Hayes: Dumb, honest golfer
Published 10:06 am Monday, November 24, 2008
Commentary by Robert Carter
The North Jefferson News
So the story goes that one J. P. Hayes, who can best be described as a journeyman golfer on the PGA Tour for a number of years, did the right thing — and won’t be on the tour next year because of it.
Any fan of golf knows that it is the only major professional sport where the athletes call penalties on themselves. It is a source of pride among the players and organizers. Such is the game of golf, and has been since Old Tom Morris batted around a feather-filled ball with a hickory stick in Ye Olde Scotland.
But even the most Polyannish of fans will have to admit that what Hayes did carries honor among golfers to its extreme.
Hayes, who finished too far down on the PGA Tour money list this year to have an automatic exemption in 2009, was playing in that annual Bataan Death March that every pro golfer dreads — Qualifying School, or “Q School” for short. This grueling, multi-stage event is the last chance for golfers to get their tour card, which automatically gets them into most events the next year. It’s the difference between really big money and the relatively modest purses played for on the Nationwide Tour, the PGA version of the minor leagues.

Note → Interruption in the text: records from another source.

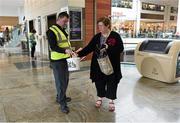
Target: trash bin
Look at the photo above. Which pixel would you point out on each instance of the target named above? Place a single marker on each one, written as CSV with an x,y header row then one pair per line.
x,y
159,59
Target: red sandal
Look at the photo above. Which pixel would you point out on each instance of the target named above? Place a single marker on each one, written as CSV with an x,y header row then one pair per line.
x,y
98,103
111,107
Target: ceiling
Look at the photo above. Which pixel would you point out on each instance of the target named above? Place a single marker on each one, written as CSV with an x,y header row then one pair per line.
x,y
21,2
163,2
12,2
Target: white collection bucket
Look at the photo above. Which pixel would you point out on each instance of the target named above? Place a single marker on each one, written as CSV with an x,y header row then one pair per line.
x,y
73,63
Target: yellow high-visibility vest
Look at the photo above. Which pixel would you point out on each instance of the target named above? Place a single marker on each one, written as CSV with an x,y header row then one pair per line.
x,y
62,42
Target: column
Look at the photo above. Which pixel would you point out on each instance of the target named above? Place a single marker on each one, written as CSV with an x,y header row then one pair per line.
x,y
138,17
178,19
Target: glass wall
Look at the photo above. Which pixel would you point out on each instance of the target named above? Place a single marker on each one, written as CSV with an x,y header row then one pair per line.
x,y
122,3
153,7
174,10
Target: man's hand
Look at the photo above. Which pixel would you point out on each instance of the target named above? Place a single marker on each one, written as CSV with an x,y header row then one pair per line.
x,y
68,51
78,50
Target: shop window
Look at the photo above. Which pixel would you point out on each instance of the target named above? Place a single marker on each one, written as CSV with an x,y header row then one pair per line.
x,y
174,10
122,3
152,16
172,17
153,7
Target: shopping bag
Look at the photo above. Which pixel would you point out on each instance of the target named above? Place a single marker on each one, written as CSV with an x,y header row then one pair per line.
x,y
105,65
73,63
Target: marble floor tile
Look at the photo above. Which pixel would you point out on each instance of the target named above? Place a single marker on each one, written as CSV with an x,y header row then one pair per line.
x,y
27,94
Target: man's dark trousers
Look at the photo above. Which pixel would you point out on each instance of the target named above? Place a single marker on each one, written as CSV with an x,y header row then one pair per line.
x,y
61,75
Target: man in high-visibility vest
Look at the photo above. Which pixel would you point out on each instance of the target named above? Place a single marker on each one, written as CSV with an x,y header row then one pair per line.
x,y
60,50
32,40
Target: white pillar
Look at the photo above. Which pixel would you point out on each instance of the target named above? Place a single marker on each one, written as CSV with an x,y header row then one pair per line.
x,y
138,16
178,19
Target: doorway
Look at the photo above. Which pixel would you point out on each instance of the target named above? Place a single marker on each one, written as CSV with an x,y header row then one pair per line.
x,y
31,25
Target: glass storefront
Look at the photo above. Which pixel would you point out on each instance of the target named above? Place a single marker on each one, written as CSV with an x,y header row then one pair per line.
x,y
125,28
174,10
153,7
151,29
122,3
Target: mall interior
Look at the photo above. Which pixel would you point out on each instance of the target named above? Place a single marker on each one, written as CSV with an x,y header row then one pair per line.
x,y
149,90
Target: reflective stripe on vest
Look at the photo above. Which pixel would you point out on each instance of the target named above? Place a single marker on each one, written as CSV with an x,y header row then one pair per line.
x,y
62,42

Hayes has been on both tours at one time or another since 1992, with a couple of PGA Tour wins and one on the Nationwide Tour. His highest finish at a major tournament was in 2000, where he tied for 19th place in the PGA Championship.
He’s one of about a hundred or so golfers who exist at this level, well below the Tigers, Mickelsons, Sergios and Vijays. They plug along from event to event, making the cut some weeks and missing it the next. Hayes has done reasonably well, with over $7 million in career earnings, so he’s not sharing a dingy room at Motel 6 at tour stops.

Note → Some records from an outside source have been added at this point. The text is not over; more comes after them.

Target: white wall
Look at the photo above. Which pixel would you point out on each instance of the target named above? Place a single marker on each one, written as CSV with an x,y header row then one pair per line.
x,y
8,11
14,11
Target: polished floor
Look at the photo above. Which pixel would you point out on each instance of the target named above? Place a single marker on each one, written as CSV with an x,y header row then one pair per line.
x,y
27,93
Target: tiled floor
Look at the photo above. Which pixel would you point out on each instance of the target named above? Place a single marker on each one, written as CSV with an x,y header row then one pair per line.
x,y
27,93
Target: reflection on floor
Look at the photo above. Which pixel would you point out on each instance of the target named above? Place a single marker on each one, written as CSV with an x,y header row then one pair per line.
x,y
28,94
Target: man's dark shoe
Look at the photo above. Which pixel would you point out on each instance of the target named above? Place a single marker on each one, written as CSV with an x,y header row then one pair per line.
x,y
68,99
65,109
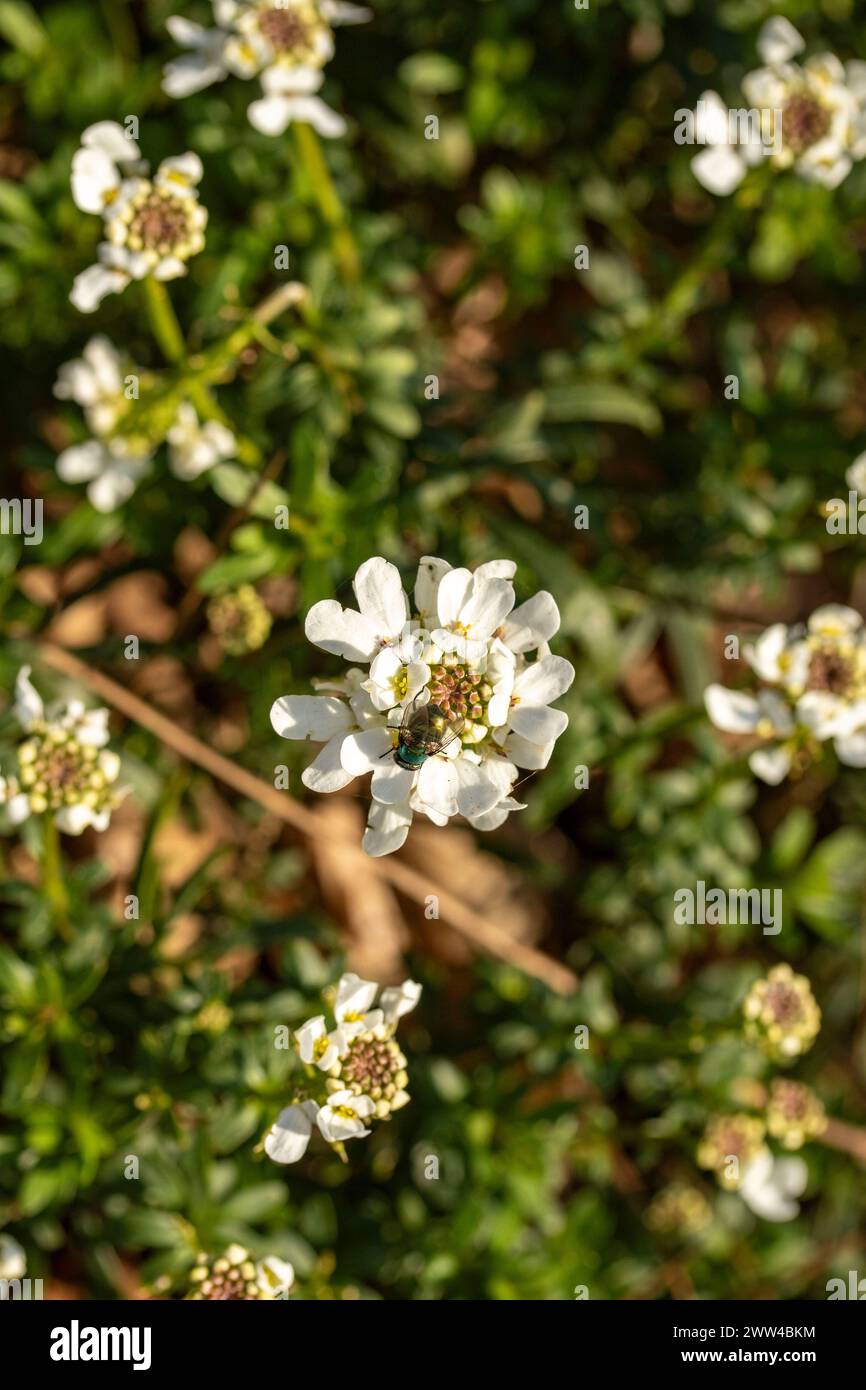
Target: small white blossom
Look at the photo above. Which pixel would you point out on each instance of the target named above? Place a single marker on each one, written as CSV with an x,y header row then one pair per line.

He was competing in the second of three stages of this week’s Q School in Texas, doing fairly well despite a two-stroke self-reported penalty in Thursday’s second round. After landing his tee shot on the green and marking his ball, his caddy inadvertently pulled out a different model ball than what he teed off with. Hayes putted out with the different ball, then realized it wasn’t the same model. He called over a official, asked for a ruling, and added two strokes to his scorecard.

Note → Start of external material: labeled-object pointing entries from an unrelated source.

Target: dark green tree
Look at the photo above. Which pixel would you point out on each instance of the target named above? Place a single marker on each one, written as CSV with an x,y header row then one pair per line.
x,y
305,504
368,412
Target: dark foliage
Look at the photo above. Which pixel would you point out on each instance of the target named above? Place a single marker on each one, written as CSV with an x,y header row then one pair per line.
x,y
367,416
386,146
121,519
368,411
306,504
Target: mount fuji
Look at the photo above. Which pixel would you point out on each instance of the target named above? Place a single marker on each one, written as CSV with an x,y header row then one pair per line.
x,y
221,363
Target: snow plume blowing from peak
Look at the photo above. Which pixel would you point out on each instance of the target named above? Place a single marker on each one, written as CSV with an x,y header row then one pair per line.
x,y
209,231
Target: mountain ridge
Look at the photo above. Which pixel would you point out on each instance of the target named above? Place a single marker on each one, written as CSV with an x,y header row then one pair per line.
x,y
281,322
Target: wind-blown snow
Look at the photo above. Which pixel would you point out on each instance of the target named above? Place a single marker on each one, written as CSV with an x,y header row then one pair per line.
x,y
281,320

That was just the beginning of the troubles.
Later that night, when Hayes did his routine of going through his bag to prepare for the next round, he realized that the errant ball was not an approved model. It was a prototype of a new ball given to him by Titleist for practice rounds. Somehow it got mixed up with his regular balls in his bag.
Bear in mind that this discovery was made when Hayes was all by himself in his motel room. In other words, no one but Hayes and his Maker knew anything of this. Hayes could have tossed the ball into the nearest dumpster and gone on his merry way, with no one else the wiser.
He didn’t.
Hayes called Q School officials and told them of the violation, knowing full well that the result would be disqualification — and no tour card. A mistake that likely cost him tens, maybe hundreds of thousands of dollars in winnings.
“I would say everybody out here would have done the same thing,” Hayes told the Milwaukee Journal Sentinel.
I would hope he’s right. My typical reporter’s cynicism tells me otherwise.
Hayes is not completely out in the cold. There’s the Nationwide Tour, he still qualifies for some PGA events as a past champion, and can get into others on sponsor’s exemptions — and there will likely be a number of sponsors more than willing to capitalize on the publicity about the game’s most honest player.
ESPN’s golf writer Jason Sobel probably put it best: “Call it karma or coincidence, but the golf gods have a way of rewarding those who adhere to the Rules [of Golf].”
But Hayes’ self-disqualification was more than just honesty. In this case, it was just plain guts.
It’s not the kind of guts most of us have. Myself included.